Je rêve d’une nuit sans interruption douloureuse. Une vraie nuit qui m’offrira une sensation de repos quand j’ouvrirai les yeux au petit matin. Au lieu d’une impression de lendemain de veille.

Laissez-moi au pays des rêves. Là où tous les autres déclencheurs – fatigue, nourriture, lumière, bruit, odeurs – ne peuvent m’atteindre. Là où la gestion des médicaments n’est pas mon lot quotidien. Là où le bruxisme ne m’a pas encore révélé ses effets néfastes.

Comment éviter les céphalées médicamenteuses quand je dois traiter une migraine tous les matins? Comment vivre une vie « normale » quand mon avant-midi est consacrée à me remettre de ma nuit?

Mais où se trouve la solution? Celle qui me permettrait de reprendre le contrôle de ma vie. Le botox affaiblit mes masséters, mais ils résistent toujours et s’entêtent à se contracter. Quelle force ils ont! Ne comprennent-ils pas le message : relaxez et rendez-moi mes journées! Rendez-moi mes matins où tout est possible.

J’ai toujours aimé les matins.

Le moment de la journée où mon énergie, ma créativité et ma motivation étaient à leur paroxysme. Mais c’était avant…
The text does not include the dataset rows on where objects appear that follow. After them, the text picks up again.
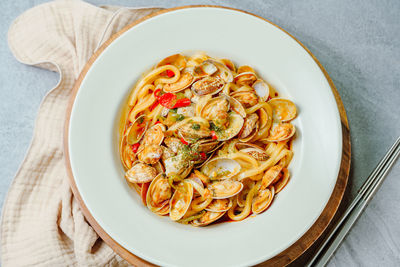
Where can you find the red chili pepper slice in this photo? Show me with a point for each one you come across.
(135, 147)
(184, 141)
(170, 73)
(154, 105)
(157, 93)
(213, 135)
(167, 100)
(184, 102)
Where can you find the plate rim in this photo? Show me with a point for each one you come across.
(283, 258)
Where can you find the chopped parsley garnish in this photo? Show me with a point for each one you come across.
(214, 127)
(180, 117)
(196, 126)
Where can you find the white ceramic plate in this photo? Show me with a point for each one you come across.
(246, 39)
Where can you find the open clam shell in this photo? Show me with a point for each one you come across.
(209, 85)
(140, 173)
(263, 200)
(180, 201)
(219, 205)
(235, 125)
(207, 218)
(225, 189)
(283, 181)
(136, 131)
(154, 135)
(158, 194)
(271, 176)
(255, 151)
(221, 168)
(177, 60)
(245, 78)
(262, 89)
(184, 81)
(223, 72)
(283, 109)
(281, 132)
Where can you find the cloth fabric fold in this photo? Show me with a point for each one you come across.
(42, 223)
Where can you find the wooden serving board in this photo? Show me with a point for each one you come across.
(285, 257)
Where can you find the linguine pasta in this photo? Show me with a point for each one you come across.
(202, 140)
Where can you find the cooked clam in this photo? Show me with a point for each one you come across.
(225, 189)
(150, 154)
(173, 143)
(154, 135)
(250, 127)
(180, 201)
(140, 173)
(178, 165)
(136, 131)
(235, 125)
(158, 193)
(247, 98)
(263, 200)
(283, 181)
(253, 150)
(184, 81)
(208, 85)
(221, 168)
(262, 89)
(271, 176)
(283, 109)
(219, 205)
(245, 68)
(245, 78)
(177, 60)
(281, 132)
(204, 69)
(229, 64)
(216, 110)
(207, 218)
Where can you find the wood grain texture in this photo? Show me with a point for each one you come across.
(285, 257)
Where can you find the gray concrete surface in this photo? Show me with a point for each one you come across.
(358, 42)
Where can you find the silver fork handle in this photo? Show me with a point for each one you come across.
(355, 209)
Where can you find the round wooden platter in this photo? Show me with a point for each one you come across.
(285, 257)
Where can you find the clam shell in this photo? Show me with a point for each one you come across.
(208, 86)
(271, 176)
(283, 181)
(184, 81)
(221, 168)
(140, 173)
(180, 201)
(219, 205)
(225, 189)
(263, 200)
(262, 89)
(154, 135)
(245, 78)
(283, 109)
(207, 218)
(158, 193)
(281, 132)
(235, 125)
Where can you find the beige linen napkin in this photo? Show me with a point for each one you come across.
(42, 224)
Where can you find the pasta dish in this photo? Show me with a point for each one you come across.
(203, 141)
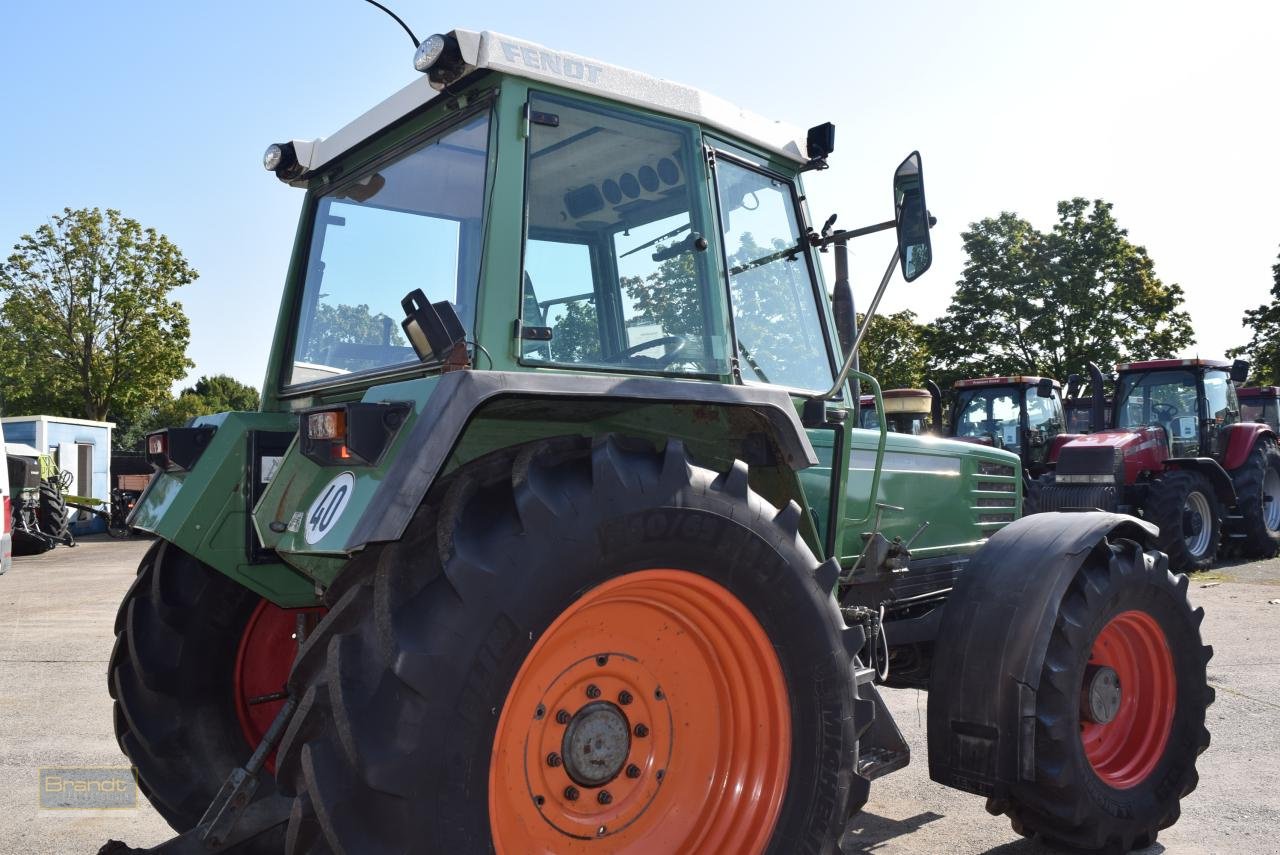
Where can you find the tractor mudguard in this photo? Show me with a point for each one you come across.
(1217, 478)
(458, 396)
(1240, 439)
(992, 644)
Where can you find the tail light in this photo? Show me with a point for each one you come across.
(353, 433)
(178, 448)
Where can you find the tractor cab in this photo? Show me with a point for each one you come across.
(1261, 405)
(906, 411)
(1018, 414)
(1189, 401)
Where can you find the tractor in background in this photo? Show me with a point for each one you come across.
(1018, 414)
(556, 530)
(1261, 405)
(906, 411)
(1178, 455)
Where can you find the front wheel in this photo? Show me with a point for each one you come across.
(1120, 707)
(580, 649)
(1189, 516)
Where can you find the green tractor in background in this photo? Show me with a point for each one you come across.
(556, 530)
(40, 516)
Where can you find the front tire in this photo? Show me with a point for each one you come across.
(1120, 707)
(567, 648)
(1189, 516)
(1257, 488)
(173, 670)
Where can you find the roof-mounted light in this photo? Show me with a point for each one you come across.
(429, 53)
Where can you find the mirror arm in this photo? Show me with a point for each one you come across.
(862, 332)
(819, 242)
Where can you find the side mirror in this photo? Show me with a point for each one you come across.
(912, 216)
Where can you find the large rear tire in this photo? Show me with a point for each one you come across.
(1120, 707)
(580, 647)
(178, 634)
(1257, 489)
(1189, 516)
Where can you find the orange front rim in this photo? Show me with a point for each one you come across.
(1134, 702)
(650, 717)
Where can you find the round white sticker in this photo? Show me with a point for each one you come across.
(328, 507)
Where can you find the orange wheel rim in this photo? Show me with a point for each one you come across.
(1136, 696)
(650, 717)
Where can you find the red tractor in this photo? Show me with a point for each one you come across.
(1261, 403)
(1178, 455)
(1019, 414)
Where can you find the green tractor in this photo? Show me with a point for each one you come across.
(556, 533)
(40, 519)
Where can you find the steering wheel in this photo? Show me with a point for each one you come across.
(632, 353)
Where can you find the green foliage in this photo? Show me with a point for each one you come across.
(1264, 347)
(216, 393)
(1045, 303)
(88, 327)
(894, 350)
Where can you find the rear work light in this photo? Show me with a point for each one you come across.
(353, 433)
(178, 448)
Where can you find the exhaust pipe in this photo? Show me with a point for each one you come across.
(1097, 412)
(936, 407)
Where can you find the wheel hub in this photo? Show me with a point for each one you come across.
(1102, 694)
(597, 744)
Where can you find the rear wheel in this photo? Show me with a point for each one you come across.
(186, 672)
(1120, 707)
(580, 648)
(1189, 516)
(1257, 488)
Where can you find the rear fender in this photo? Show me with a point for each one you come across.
(992, 643)
(1240, 440)
(1217, 478)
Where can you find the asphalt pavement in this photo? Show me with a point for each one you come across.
(55, 639)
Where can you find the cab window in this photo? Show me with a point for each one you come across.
(616, 273)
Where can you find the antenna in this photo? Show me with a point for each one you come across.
(374, 3)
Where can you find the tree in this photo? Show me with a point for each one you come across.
(216, 393)
(894, 350)
(1264, 347)
(88, 327)
(1045, 303)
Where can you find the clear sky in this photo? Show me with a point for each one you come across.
(1166, 109)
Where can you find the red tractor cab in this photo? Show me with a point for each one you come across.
(1261, 405)
(1178, 455)
(1019, 414)
(906, 411)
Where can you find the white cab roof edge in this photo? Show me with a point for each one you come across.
(520, 58)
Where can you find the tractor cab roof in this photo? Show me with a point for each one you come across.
(1150, 365)
(481, 51)
(1015, 380)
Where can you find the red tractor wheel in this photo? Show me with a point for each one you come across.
(1257, 489)
(1189, 515)
(1119, 709)
(580, 649)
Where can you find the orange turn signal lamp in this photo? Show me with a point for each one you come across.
(356, 433)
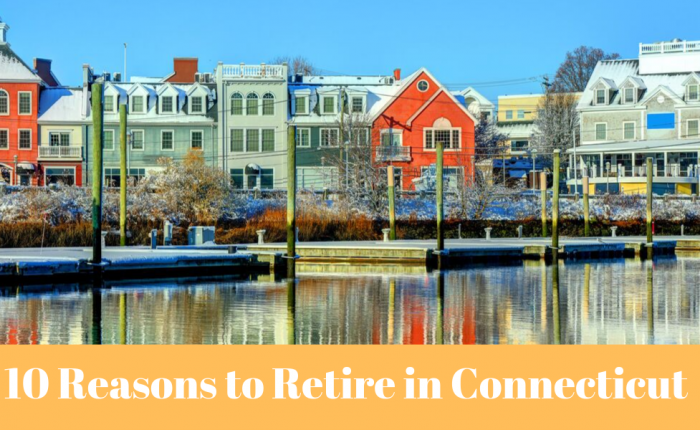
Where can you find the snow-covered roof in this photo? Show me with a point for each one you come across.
(617, 71)
(61, 105)
(12, 68)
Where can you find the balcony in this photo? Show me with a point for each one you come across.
(60, 152)
(254, 71)
(393, 153)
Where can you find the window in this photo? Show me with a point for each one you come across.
(450, 138)
(109, 104)
(268, 140)
(600, 97)
(329, 105)
(329, 137)
(268, 104)
(59, 138)
(601, 131)
(137, 104)
(108, 140)
(25, 139)
(358, 105)
(237, 140)
(137, 141)
(25, 103)
(167, 140)
(166, 104)
(693, 128)
(391, 137)
(300, 105)
(252, 140)
(196, 105)
(252, 104)
(4, 103)
(4, 139)
(303, 138)
(197, 139)
(237, 104)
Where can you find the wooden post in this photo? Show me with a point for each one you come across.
(392, 202)
(543, 193)
(438, 196)
(586, 209)
(291, 201)
(122, 174)
(555, 204)
(97, 134)
(650, 199)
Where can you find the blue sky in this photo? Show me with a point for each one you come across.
(461, 42)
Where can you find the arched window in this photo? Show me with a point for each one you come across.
(269, 104)
(236, 104)
(4, 103)
(251, 107)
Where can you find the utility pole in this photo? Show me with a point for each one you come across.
(122, 174)
(97, 124)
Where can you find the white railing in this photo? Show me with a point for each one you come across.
(60, 152)
(254, 71)
(669, 47)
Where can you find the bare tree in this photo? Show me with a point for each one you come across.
(298, 65)
(573, 74)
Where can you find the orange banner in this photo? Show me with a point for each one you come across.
(178, 387)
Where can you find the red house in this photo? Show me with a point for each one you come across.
(406, 130)
(19, 104)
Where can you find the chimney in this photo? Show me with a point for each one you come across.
(184, 70)
(42, 67)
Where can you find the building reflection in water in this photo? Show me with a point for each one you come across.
(595, 302)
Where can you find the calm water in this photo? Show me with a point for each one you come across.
(601, 302)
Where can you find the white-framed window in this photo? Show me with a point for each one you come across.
(330, 137)
(357, 104)
(303, 138)
(167, 140)
(601, 131)
(196, 105)
(4, 103)
(450, 137)
(109, 104)
(25, 102)
(59, 138)
(600, 96)
(391, 137)
(236, 104)
(693, 128)
(166, 104)
(328, 105)
(251, 105)
(108, 140)
(197, 139)
(4, 139)
(301, 105)
(268, 104)
(137, 140)
(25, 139)
(137, 104)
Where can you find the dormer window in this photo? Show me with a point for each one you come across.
(166, 104)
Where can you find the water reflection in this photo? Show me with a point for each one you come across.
(597, 302)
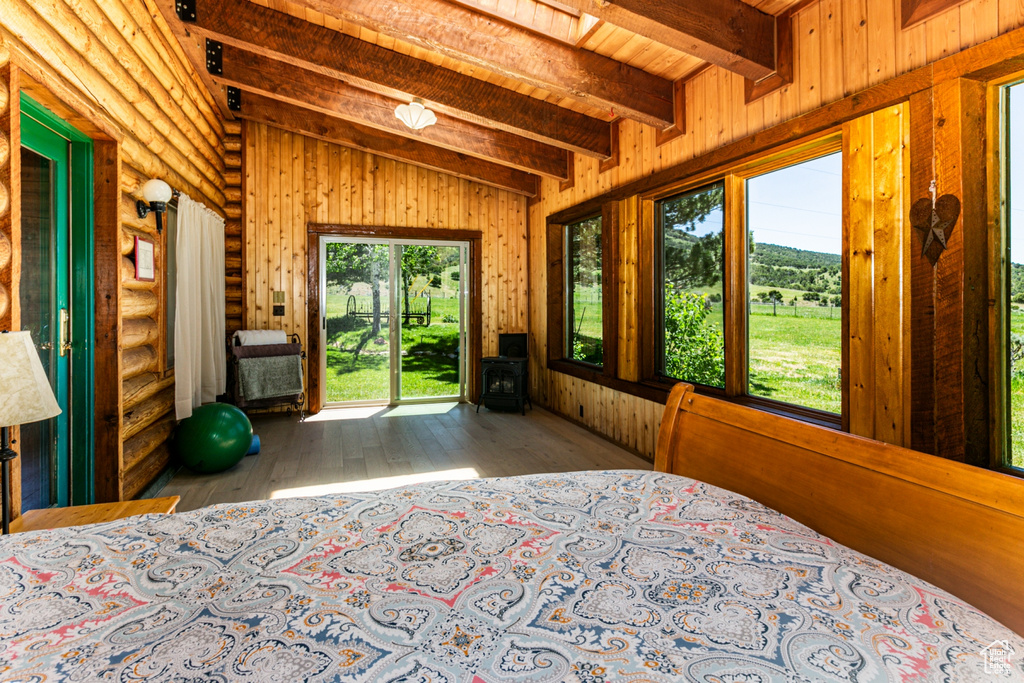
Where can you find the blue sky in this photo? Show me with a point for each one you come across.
(800, 206)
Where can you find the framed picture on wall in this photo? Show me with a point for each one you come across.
(144, 259)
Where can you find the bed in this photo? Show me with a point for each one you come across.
(587, 577)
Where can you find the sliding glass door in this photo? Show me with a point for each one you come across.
(392, 321)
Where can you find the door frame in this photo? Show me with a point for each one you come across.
(474, 326)
(395, 325)
(82, 297)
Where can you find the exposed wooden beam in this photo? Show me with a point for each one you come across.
(557, 24)
(299, 120)
(514, 52)
(196, 52)
(373, 68)
(280, 80)
(727, 33)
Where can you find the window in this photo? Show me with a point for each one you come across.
(692, 312)
(1015, 276)
(584, 301)
(795, 264)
Avant que ces muscles maudits ne me privent du meilleur de ma journée. Que me reste-t-il maintenant? Une matinée perdue, un après-midi incertain et une soirée de fatigue où s’insinue trop souvent la migraine.

Et quand c’est terminé, je n’ai qu’une envie : laisser tomber ma tête sur l’oreiller. Sachant très bien que demain, tout sera à recommencer. C’est le jour de la marmotte… accompagné de souffrance et de découragement. Aucune issue possible n’est envisageable.

J’ai cherché. Oh oui, j’ai cherché… la cause et une solution. J’ai joué au fameux jeu d’essais et d’erreurs auquel je suis habituée en tant que migraineuse chronique. Tout traitement préventif s’est soldé par un échec. Tout traitement de crise hypothèque mes journées. 

Combien de temps avant que le découragement prenne le pas sur l’espoir? L’espoir de matins agréables. Oui, tout ce qu’il me reste, c’est l’espoir. Qu’à nouveau je savoure mon café matinal, tranquillement et avec sérénité, sans jongler avec les antidouleurs.